「老」は失われていく過程のことではあるけれども
得させてもらう過程でもある
視力はだんだん失われていくが
花がだんだん美しく不思議に見させてもらえるようになる
聴力はだんだん失われていくが
ものいわぬ花の声が聞こえるようになる
蟻の声が聞こえるようになる
みみずの声が聞こえるようになる
体力は どんどん失われていくが
あたりまえであることのただごとでなさが
体中にわからせてもらえるようになる
失われていくことはさみしいが
得させていただくことはよろこび
「老」のよろこびは得させていただくよろこび
『老』東井義雄
■「老」は年とともにひとつひとつのことが段々と出来なくなり、どうしてもマイナスのイメージを感じるのですが、先人はこの「老」をどのように受け止めてきたのでしょうか。
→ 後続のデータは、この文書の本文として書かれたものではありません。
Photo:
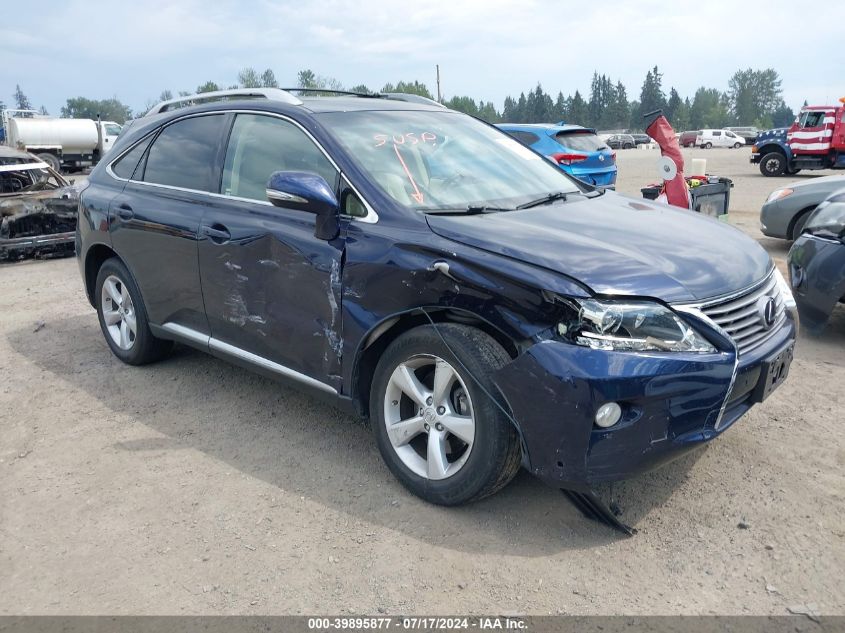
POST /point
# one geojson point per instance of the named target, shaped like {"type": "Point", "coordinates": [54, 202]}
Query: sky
{"type": "Point", "coordinates": [486, 49]}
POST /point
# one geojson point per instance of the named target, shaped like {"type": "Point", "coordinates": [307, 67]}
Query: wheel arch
{"type": "Point", "coordinates": [802, 213]}
{"type": "Point", "coordinates": [94, 259]}
{"type": "Point", "coordinates": [389, 329]}
{"type": "Point", "coordinates": [768, 148]}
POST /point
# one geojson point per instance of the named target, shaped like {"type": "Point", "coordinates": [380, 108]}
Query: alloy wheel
{"type": "Point", "coordinates": [118, 312]}
{"type": "Point", "coordinates": [429, 417]}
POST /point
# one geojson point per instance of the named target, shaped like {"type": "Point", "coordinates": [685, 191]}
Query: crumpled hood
{"type": "Point", "coordinates": [619, 245]}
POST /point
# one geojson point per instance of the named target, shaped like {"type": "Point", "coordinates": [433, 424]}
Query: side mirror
{"type": "Point", "coordinates": [307, 192]}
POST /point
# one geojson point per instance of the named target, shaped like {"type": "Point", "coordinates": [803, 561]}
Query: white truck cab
{"type": "Point", "coordinates": [718, 138]}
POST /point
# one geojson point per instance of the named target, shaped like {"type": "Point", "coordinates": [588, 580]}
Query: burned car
{"type": "Point", "coordinates": [38, 208]}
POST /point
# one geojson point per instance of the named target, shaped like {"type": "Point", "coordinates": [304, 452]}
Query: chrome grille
{"type": "Point", "coordinates": [741, 317]}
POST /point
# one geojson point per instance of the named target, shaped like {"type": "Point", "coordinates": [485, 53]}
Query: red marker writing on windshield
{"type": "Point", "coordinates": [417, 195]}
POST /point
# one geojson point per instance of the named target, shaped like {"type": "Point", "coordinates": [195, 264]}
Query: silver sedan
{"type": "Point", "coordinates": [787, 209]}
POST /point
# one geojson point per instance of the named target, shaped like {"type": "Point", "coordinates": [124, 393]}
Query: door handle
{"type": "Point", "coordinates": [218, 233]}
{"type": "Point", "coordinates": [125, 212]}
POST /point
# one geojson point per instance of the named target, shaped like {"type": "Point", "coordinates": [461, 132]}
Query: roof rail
{"type": "Point", "coordinates": [410, 98]}
{"type": "Point", "coordinates": [347, 93]}
{"type": "Point", "coordinates": [274, 94]}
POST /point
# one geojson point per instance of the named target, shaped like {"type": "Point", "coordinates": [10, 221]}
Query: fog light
{"type": "Point", "coordinates": [608, 415]}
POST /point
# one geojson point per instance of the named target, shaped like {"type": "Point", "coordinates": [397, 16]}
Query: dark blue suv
{"type": "Point", "coordinates": [483, 309]}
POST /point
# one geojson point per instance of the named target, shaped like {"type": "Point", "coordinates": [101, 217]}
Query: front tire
{"type": "Point", "coordinates": [437, 430]}
{"type": "Point", "coordinates": [773, 164]}
{"type": "Point", "coordinates": [123, 317]}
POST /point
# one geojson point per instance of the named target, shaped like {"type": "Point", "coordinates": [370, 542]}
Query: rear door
{"type": "Point", "coordinates": [271, 289]}
{"type": "Point", "coordinates": [155, 221]}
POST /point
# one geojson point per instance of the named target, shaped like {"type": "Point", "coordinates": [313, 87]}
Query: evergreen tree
{"type": "Point", "coordinates": [268, 79]}
{"type": "Point", "coordinates": [560, 113]}
{"type": "Point", "coordinates": [651, 96]}
{"type": "Point", "coordinates": [208, 86]}
{"type": "Point", "coordinates": [21, 100]}
{"type": "Point", "coordinates": [578, 112]}
{"type": "Point", "coordinates": [248, 78]}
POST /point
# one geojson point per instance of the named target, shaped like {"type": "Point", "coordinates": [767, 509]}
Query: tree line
{"type": "Point", "coordinates": [753, 97]}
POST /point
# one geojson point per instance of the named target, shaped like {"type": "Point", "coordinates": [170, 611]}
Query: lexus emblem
{"type": "Point", "coordinates": [766, 308]}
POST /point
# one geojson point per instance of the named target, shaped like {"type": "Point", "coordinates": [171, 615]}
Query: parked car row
{"type": "Point", "coordinates": [727, 137]}
{"type": "Point", "coordinates": [427, 271]}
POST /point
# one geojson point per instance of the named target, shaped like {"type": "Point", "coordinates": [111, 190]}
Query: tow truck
{"type": "Point", "coordinates": [816, 140]}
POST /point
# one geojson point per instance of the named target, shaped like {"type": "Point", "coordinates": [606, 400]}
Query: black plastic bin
{"type": "Point", "coordinates": [710, 198]}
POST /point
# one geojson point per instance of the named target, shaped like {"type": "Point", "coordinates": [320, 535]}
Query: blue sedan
{"type": "Point", "coordinates": [576, 150]}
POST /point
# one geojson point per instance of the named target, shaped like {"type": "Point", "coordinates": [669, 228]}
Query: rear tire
{"type": "Point", "coordinates": [51, 160]}
{"type": "Point", "coordinates": [439, 433]}
{"type": "Point", "coordinates": [123, 317]}
{"type": "Point", "coordinates": [773, 164]}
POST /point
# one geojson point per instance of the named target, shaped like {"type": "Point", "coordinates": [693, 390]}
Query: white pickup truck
{"type": "Point", "coordinates": [64, 144]}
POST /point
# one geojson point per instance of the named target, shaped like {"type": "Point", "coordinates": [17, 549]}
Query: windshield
{"type": "Point", "coordinates": [444, 160]}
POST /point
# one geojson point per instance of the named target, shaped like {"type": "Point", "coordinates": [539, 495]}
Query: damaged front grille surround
{"type": "Point", "coordinates": [749, 317]}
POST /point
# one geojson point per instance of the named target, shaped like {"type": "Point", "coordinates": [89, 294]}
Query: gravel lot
{"type": "Point", "coordinates": [193, 486]}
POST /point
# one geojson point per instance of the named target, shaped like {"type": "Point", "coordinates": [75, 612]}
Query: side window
{"type": "Point", "coordinates": [814, 119]}
{"type": "Point", "coordinates": [185, 154]}
{"type": "Point", "coordinates": [126, 166]}
{"type": "Point", "coordinates": [352, 205]}
{"type": "Point", "coordinates": [260, 145]}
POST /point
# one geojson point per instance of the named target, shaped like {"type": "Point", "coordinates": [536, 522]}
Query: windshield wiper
{"type": "Point", "coordinates": [468, 210]}
{"type": "Point", "coordinates": [548, 199]}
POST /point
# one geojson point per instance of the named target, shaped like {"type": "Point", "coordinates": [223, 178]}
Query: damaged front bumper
{"type": "Point", "coordinates": [671, 403]}
{"type": "Point", "coordinates": [41, 225]}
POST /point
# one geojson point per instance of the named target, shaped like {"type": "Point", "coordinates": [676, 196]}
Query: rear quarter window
{"type": "Point", "coordinates": [185, 154]}
{"type": "Point", "coordinates": [581, 141]}
{"type": "Point", "coordinates": [526, 138]}
{"type": "Point", "coordinates": [127, 165]}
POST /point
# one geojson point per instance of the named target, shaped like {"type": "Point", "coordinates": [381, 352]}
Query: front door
{"type": "Point", "coordinates": [155, 221]}
{"type": "Point", "coordinates": [813, 134]}
{"type": "Point", "coordinates": [271, 288]}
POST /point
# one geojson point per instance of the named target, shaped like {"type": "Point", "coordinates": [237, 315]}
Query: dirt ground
{"type": "Point", "coordinates": [194, 487]}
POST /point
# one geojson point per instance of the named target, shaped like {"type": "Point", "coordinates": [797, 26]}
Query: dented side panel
{"type": "Point", "coordinates": [272, 288]}
{"type": "Point", "coordinates": [384, 278]}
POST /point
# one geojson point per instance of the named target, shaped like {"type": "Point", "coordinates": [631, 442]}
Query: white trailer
{"type": "Point", "coordinates": [69, 144]}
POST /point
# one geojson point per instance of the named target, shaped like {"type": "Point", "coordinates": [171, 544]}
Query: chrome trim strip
{"type": "Point", "coordinates": [370, 218]}
{"type": "Point", "coordinates": [284, 196]}
{"type": "Point", "coordinates": [729, 296]}
{"type": "Point", "coordinates": [696, 312]}
{"type": "Point", "coordinates": [248, 357]}
{"type": "Point", "coordinates": [260, 361]}
{"type": "Point", "coordinates": [187, 333]}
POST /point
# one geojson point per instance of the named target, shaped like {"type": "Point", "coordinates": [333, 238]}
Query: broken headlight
{"type": "Point", "coordinates": [630, 326]}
■例えば中国では偉大な人物の尊称と考えられていたのが老子です。日本でも、老中の上に置かれた最高職が大老です。また、老舗とは伝統的な信頼ある店舗であり、いずれもここに「老」という字が付きます。
■さらに、色々と説があり少々日はずれますが、以前は新年の初めての十五夜の満月1月15日を成人の日としました。そして1年で1番月がきれいな中秋の名月9月15日を(旧暦8月15日)を敬老の日(今は老人の日)としたのです。これは、十五日ということを大事にし、初めて満ちる1月15日を成人の日とし、最も美しく満ちた9月15日を敬老の日としたのです。
■表紙の詩の「老」からは、視力、聴力、体力は失われていくが、そこにこそ初めて出会う世界があると教えられ、「老」の過程の中でいよいよ豊かさを頂いておられます。
■どうでしょう、「老」は決して、マイナスのイメージではなく、先人はむしろ大切に敬ってきたのです。
■ところで、今は成人の日は1月の第2月曜日に、敬老の日は9月の第3月曜日になりました。
■それは、「ハッピーマンデー法」とも呼ばれ、月曜日までの3連休を視野に入れてのことです。連休が増えると、レジャー、旅行者の増加など、経済波及効果が見込めることから、景気対策として期待が出来るからです。
■勿論大事な一面もありますが、そこにあるのは経済です。十五日も満ちるもまったく関係ありません。「まずは景気だ」と叫ぶ、いつかの総理大臣を思い出しますが、悲しいことに、もう経済しかないのです。
■そのような価値観が渦巻く中、経済面では生産性が低下する「老」は当然マイナスのイメージしか感じられなくなるのです。それほど私たちは経済に毒されているのではないでしょうか。
■結果、物で栄えて心で滅ぶ現代、あらためて表紙の「老」と、そして次の「老」をお互いに頂き直したいと思います。
「老」は失い 失い 失い 失い……
失いつくして亡んでいく過程
その過程の中で
目覚め 目覚め 目覚め 目覚め…
生死を超えたまことのいのちに
目覚めていく過程
無量寿の世界に生まれていく過程
父がそれを教えてくれた気がする
自分の脚を自分で曲げることができない程
父は 体力を失っていた
自分の力では寝返りができない程
父は体力を失っていた
自分でしていることといえば
息をしているだけのことのように
思われたその父が
父の様子を見に下宿先から
帰ってきた私をよろこんで
「生きておれば こうしてお前たちが
わしを案じてくれる
いま息が絶えても大きな大きな
お慈悲のどまんなか
世界中に仰山人間はいるけど わしぐらいなしあわせ者が世界中にあろうかい…」
その声が 細くなり 淡くなり
消えていったのが父の最期であった
失ない 失ない 失ない
失なっていく極限の中で
生死を超えた大いなるいのちをよろこび
無量寿の世界に生まれていった父であった
「老」を生きるということは
父の生きた道を歩ませていただくこと
父の目覚めを目覚めさせていただくこと
『老』東井義雄
▼表紙の「老」の中で「聴力はだんだん失われていくが」の後に「ものいわぬ花の声が、蟻の声が、みみずの声が聞こえるようになる」が心に響いてきます。それは若くて元気で走り回っている時にはどうしても聞こえない声、もっと言えば差別し踏みつけてきたいのちのように思います。「老」とは小さないのちと出会い直していく過程であったのです。
▼また2つ目の「老」ですが、東井先生は教師であり、その頃は下宿から学校に通われていました。虫の知らせでしょうか、無性に父のことが気になり、急いで自転車で遠方の家に帰られました。そして詩の通り「帰ってきた私をよろこんで」そのまま亡くなられました。きっと東井先生のことを待っておられたのでしょう…。
▼またその詩に、父の死を「無量寿の世界に生まれていった父であった」と書かれてあります。湖北では大切な人の死を「まいらせてもらう」と言います。「浄土にまいる」それは決して悲しいことだけではないと教えてくださっているように思います。